Data Extraction and Synthesis
In this study, the rate of remission and the incidence of adverse events can be expressed by dichotomous variables. A direct comparison was made using the random effect model to determine the odds ratio (OR) with Revman 5.3 (Cochrane Collaboration, Copenhagen, Denmark). The confidence interval (CI) is was set at 95%. Heterogeneity was determined by analyzing the value of I2. If I2 > 50%, the heterogeneity was said to be high, otherwise it was low. Publication bias will be tested through the Egger's regression test11. If the P-value > 0.1, then no publication bias was said to have occurred between these papers; otherwise publication bias was suggested. Stata 15 (Stata Corp. 2017. Stata Statistical Software) was used to carry out network meta-analysis, including network diagram, contribution plots, and inconsistency tests. In addition, we used R software x64 3.5.0 (Department of Statistics, University of Auckland, New Zealand) to indirectly evaluate the size between these interventions with OR within the random effect model and the confidence interval was set at 95%. To make an indirect comparison between the two interventions, it is necessary to find a reference which performs a direct comparison with both and merge the effects. If there were both direct and indirect comparisons between two interventions, the node splitting method was used to calculate the value for direct and indirect comparisons respectively. Then the Markov chain Monte Carlo model was used to diagnose convergence and draw trajectory density maps with 20,000 simulated draws after a burn in of 5,000 iterations. Finally, the GEMTC package was used to rank each intervention in terms of alleviation rate and side effects respectively. The higher the percentage, the greater the possibility of ranking ahead. If the percentage was 100%, the drug ranks first.
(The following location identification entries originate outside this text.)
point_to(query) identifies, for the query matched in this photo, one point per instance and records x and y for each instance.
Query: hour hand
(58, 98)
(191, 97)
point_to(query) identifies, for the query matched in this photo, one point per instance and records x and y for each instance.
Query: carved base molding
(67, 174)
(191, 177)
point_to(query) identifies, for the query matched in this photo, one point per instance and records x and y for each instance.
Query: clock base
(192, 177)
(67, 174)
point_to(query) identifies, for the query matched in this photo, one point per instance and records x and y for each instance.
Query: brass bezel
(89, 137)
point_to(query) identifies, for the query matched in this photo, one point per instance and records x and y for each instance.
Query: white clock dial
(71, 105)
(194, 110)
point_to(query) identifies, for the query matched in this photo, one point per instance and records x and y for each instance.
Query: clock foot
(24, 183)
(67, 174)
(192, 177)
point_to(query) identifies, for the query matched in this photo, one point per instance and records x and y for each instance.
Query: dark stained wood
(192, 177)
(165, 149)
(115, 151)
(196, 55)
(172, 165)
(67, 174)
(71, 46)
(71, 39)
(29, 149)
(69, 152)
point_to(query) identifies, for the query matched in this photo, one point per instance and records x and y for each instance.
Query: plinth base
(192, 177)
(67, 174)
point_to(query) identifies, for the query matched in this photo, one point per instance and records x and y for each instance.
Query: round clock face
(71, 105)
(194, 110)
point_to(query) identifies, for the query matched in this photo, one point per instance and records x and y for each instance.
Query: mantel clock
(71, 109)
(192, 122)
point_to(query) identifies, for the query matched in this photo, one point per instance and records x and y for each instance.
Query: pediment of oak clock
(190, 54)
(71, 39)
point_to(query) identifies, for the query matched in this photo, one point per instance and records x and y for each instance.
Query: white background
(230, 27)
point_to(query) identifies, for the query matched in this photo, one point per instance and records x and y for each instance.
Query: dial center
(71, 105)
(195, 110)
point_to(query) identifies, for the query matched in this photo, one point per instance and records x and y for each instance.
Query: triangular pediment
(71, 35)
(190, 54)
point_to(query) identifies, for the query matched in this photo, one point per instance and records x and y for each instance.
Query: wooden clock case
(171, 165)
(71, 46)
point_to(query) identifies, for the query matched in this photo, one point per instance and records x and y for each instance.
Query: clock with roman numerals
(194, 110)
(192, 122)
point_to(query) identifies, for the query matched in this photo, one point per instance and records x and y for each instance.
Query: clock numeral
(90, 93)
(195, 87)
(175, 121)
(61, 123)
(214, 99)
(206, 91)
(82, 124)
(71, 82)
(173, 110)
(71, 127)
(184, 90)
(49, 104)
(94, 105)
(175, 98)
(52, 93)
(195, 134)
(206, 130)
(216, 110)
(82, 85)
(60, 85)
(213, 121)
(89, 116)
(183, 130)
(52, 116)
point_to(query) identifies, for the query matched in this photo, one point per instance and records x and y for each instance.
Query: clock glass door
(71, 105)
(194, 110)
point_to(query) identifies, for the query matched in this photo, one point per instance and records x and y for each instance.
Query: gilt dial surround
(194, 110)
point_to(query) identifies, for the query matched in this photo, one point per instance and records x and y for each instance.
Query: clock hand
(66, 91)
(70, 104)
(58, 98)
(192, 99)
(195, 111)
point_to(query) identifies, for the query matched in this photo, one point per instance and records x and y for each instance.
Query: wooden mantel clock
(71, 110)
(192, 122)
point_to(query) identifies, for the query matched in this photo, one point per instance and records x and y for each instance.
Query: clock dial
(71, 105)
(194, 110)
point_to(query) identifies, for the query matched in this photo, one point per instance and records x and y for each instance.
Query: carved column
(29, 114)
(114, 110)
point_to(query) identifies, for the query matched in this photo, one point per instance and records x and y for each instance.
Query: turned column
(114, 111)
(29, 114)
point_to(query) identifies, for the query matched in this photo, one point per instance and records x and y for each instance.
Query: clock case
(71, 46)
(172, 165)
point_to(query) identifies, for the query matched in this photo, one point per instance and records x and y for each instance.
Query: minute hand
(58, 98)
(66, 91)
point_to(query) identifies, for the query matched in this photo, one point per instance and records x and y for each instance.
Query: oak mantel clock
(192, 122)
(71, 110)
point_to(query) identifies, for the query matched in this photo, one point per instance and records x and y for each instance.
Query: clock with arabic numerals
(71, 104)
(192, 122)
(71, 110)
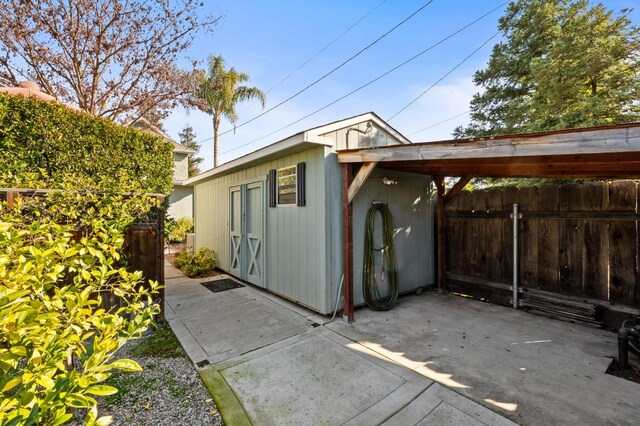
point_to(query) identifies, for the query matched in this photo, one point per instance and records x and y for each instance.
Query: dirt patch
(632, 374)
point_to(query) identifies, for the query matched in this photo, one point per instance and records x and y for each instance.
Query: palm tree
(219, 92)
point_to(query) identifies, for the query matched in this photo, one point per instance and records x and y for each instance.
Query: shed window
(287, 185)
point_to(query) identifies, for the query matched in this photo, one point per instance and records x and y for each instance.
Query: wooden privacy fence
(143, 248)
(578, 244)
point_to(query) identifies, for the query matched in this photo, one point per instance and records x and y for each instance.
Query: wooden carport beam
(442, 200)
(347, 244)
(360, 179)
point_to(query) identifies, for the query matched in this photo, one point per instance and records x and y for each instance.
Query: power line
(371, 81)
(307, 87)
(320, 51)
(439, 123)
(445, 76)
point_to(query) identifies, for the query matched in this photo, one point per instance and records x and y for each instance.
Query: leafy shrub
(201, 262)
(176, 230)
(46, 145)
(57, 256)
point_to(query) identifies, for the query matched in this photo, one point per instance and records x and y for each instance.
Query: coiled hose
(370, 283)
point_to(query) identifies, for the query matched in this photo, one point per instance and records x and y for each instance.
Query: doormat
(222, 285)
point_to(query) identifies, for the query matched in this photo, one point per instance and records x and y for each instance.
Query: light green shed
(273, 217)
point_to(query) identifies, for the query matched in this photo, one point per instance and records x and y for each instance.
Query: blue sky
(270, 39)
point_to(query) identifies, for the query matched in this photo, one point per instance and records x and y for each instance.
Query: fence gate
(578, 246)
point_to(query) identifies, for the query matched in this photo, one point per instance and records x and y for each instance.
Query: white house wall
(295, 256)
(181, 202)
(180, 166)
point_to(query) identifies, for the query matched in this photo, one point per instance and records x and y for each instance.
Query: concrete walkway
(269, 362)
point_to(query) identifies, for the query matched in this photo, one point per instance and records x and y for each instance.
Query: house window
(287, 185)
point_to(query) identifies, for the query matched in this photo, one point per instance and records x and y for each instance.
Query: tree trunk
(216, 128)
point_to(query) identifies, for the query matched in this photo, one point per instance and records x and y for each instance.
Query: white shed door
(246, 232)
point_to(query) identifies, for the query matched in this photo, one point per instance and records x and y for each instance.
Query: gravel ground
(167, 392)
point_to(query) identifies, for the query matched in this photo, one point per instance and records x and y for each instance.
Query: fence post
(515, 215)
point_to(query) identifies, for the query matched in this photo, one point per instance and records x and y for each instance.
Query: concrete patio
(433, 359)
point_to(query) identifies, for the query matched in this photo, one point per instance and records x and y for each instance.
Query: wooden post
(160, 256)
(347, 243)
(11, 198)
(441, 260)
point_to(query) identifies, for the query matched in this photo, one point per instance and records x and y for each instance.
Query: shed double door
(246, 232)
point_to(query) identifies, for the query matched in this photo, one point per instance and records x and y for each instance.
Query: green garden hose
(370, 283)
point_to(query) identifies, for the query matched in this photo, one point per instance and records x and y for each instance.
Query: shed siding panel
(294, 236)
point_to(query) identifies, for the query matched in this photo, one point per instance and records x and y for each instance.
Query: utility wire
(319, 52)
(371, 81)
(445, 76)
(318, 80)
(439, 123)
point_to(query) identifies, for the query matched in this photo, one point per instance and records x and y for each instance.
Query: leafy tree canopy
(188, 139)
(562, 64)
(111, 58)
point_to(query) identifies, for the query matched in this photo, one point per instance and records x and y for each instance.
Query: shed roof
(295, 143)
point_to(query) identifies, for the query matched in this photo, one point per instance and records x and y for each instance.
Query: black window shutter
(300, 184)
(272, 184)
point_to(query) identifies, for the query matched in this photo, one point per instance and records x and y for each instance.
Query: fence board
(548, 234)
(528, 243)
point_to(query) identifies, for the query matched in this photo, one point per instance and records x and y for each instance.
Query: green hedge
(47, 145)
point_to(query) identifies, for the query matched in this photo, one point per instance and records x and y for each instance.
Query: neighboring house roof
(296, 143)
(146, 126)
(29, 89)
Evidence Quality Assessment
We evaluated the quality of the included direct comparisons based on the RCT evidence quality assessment method published by the GRADE working group12-16. At the beginning of the assessment, all included RCTs were set at a high level of quality. Then the assessment was performed according to five aspects including study limitations, publication bias, imprecision, inconsistency, and indirectness. For each criterion a study failed to meet, the level of guidance was lowered by one. For serious cases, two points were removed for the infraction. Results were summarized after the assessment of five items was completed.
The quality assessment for indirect comparisons was carried out according to the method described by Puhan et al17. First of all, the best comparable path needs to be selected. The lower the number of interventions in the indirect comparison path, the more credible the results will be. After the best indirect comparison path was determined, the quality of evidence for a single direct comparison in the path was assessed according to the method mentioned above. The lowest level of evidence was chosen to reflect the final quality of evidence for this group of indirect comparisons. If there are both direct and indirect effects in a group of comparisons, both comparisons were assessed individually, and the higher level of evidence was selected to reflect the final result. The final step was to evaluate the inconsistencies in results, which included differences in baseline characteristics, common references, and measurements for outcomes among different groups. If the differences were significant, the final quality level will be further reduced by one. This work was performed on Stata.